The jury convicted Swartz of lesser charges of burglary, terroristic threats and loitering.
Jurors deadlocked on two counts of sexual assault and a charge of aggravated indecent assault.
Assistant District Attorney Jim Lazar said no decision has been made as to whether the prosecution will seek to retry Swartz on those three charges.
“I will confer with the victim and will make a decision without delay,” Lazar said in court.
Westmoreland County Judge Al Bell delayed sentencing on the charges Swartz was convicted of until the remaining outstanding counts are addressed.
Bell allowed Swartz to remain free on $40,000 bail.
During two days of testimony, jurors heard Swartz's accuser contend that she was attacked in her home on Aug. 14, 2011.

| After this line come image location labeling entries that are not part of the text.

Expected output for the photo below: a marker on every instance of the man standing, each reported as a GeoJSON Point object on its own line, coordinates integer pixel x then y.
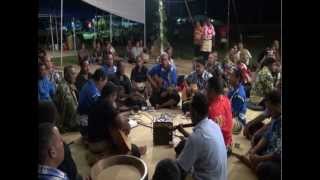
{"type": "Point", "coordinates": [197, 38]}
{"type": "Point", "coordinates": [84, 75]}
{"type": "Point", "coordinates": [51, 153]}
{"type": "Point", "coordinates": [83, 53]}
{"type": "Point", "coordinates": [208, 35]}
{"type": "Point", "coordinates": [204, 151]}
{"type": "Point", "coordinates": [109, 68]}
{"type": "Point", "coordinates": [66, 101]}
{"type": "Point", "coordinates": [213, 65]}
{"type": "Point", "coordinates": [88, 96]}
{"type": "Point", "coordinates": [163, 79]}
{"type": "Point", "coordinates": [53, 75]}
{"type": "Point", "coordinates": [46, 88]}
{"type": "Point", "coordinates": [200, 76]}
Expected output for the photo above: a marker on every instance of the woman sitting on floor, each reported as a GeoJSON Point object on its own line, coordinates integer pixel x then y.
{"type": "Point", "coordinates": [237, 98]}
{"type": "Point", "coordinates": [139, 79]}
{"type": "Point", "coordinates": [163, 79]}
{"type": "Point", "coordinates": [265, 156]}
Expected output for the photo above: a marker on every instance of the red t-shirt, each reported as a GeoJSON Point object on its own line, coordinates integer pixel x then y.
{"type": "Point", "coordinates": [220, 111]}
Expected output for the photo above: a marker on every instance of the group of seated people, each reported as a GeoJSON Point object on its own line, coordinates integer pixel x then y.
{"type": "Point", "coordinates": [215, 95]}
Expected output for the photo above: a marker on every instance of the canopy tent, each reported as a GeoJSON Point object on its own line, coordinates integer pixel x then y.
{"type": "Point", "coordinates": [130, 9]}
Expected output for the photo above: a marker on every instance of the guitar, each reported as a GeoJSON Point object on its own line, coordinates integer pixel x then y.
{"type": "Point", "coordinates": [183, 125]}
{"type": "Point", "coordinates": [243, 159]}
{"type": "Point", "coordinates": [119, 136]}
{"type": "Point", "coordinates": [186, 94]}
{"type": "Point", "coordinates": [157, 83]}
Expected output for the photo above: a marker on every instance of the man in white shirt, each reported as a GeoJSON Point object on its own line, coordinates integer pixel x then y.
{"type": "Point", "coordinates": [204, 154]}
{"type": "Point", "coordinates": [136, 50]}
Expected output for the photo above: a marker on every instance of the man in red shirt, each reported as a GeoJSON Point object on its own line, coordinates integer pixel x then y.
{"type": "Point", "coordinates": [220, 108]}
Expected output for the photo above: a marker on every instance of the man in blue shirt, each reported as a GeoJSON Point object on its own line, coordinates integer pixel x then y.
{"type": "Point", "coordinates": [237, 96]}
{"type": "Point", "coordinates": [163, 79]}
{"type": "Point", "coordinates": [109, 68]}
{"type": "Point", "coordinates": [204, 154]}
{"type": "Point", "coordinates": [51, 153]}
{"type": "Point", "coordinates": [88, 95]}
{"type": "Point", "coordinates": [46, 89]}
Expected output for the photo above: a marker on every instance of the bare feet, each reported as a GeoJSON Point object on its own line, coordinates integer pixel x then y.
{"type": "Point", "coordinates": [244, 160]}
{"type": "Point", "coordinates": [142, 150]}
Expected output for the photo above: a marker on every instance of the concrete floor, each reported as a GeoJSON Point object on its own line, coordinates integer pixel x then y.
{"type": "Point", "coordinates": [143, 136]}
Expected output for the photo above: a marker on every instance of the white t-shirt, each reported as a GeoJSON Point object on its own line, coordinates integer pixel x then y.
{"type": "Point", "coordinates": [205, 152]}
{"type": "Point", "coordinates": [136, 51]}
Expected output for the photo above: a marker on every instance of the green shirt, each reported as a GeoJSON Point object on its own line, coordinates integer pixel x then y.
{"type": "Point", "coordinates": [67, 103]}
{"type": "Point", "coordinates": [264, 83]}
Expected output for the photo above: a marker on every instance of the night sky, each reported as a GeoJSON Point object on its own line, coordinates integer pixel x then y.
{"type": "Point", "coordinates": [248, 11]}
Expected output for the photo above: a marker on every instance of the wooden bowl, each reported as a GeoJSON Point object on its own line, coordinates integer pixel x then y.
{"type": "Point", "coordinates": [120, 160]}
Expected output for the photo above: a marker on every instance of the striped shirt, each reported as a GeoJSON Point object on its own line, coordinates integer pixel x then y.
{"type": "Point", "coordinates": [50, 173]}
{"type": "Point", "coordinates": [200, 80]}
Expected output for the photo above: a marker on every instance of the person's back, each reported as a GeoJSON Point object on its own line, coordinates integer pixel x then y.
{"type": "Point", "coordinates": [99, 120]}
{"type": "Point", "coordinates": [211, 158]}
{"type": "Point", "coordinates": [87, 96]}
{"type": "Point", "coordinates": [221, 112]}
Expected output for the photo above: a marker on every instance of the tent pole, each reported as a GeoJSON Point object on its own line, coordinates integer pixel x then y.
{"type": "Point", "coordinates": [228, 27]}
{"type": "Point", "coordinates": [56, 24]}
{"type": "Point", "coordinates": [61, 32]}
{"type": "Point", "coordinates": [51, 32]}
{"type": "Point", "coordinates": [144, 25]}
{"type": "Point", "coordinates": [161, 26]}
{"type": "Point", "coordinates": [74, 35]}
{"type": "Point", "coordinates": [110, 20]}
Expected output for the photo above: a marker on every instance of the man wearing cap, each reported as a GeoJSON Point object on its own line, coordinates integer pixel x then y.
{"type": "Point", "coordinates": [163, 78]}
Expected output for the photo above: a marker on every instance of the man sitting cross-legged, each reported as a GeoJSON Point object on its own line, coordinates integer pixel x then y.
{"type": "Point", "coordinates": [127, 97]}
{"type": "Point", "coordinates": [265, 156]}
{"type": "Point", "coordinates": [47, 113]}
{"type": "Point", "coordinates": [66, 100]}
{"type": "Point", "coordinates": [84, 74]}
{"type": "Point", "coordinates": [88, 96]}
{"type": "Point", "coordinates": [196, 81]}
{"type": "Point", "coordinates": [163, 79]}
{"type": "Point", "coordinates": [204, 153]}
{"type": "Point", "coordinates": [51, 153]}
{"type": "Point", "coordinates": [139, 78]}
{"type": "Point", "coordinates": [104, 117]}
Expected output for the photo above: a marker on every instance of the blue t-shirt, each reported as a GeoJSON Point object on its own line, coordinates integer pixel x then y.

Lazar told jurors in his closing argument that Swartz was angry with the woman, and through a series of text messages hours before the alleged rape he made threats against her with escalating severity.
Swartz then drove out to her home, broke in through a window, then later confronted the woman on her back porch. Lazar claimed Swartz went inside and raped her.
“Anger and jealousy were his motives, and fear and sexual violence were his tools,” Lazar told jurors.
Defense attorney William Wiker told jurors they should convict his client of making terroristic threats but said there was not enough evidence to convict him of the more serious rape and assault charges.
Wiker said evidence showed that Swartz had consensual sexual relations with his accuser and that she concocted the rape allegation after he was caught lying to her. Wiker said the woman believed she was to receive a cut of $1,000 in gambling winnings Swartz claimed to have. Instead, Swartz had just $5 in his pocket, cash his mother gave him for gas money, according to Wiker.
“Maybe that's the way it happened, maybe it's not, but it's possible and that's reasonable doubt,” Wiker said.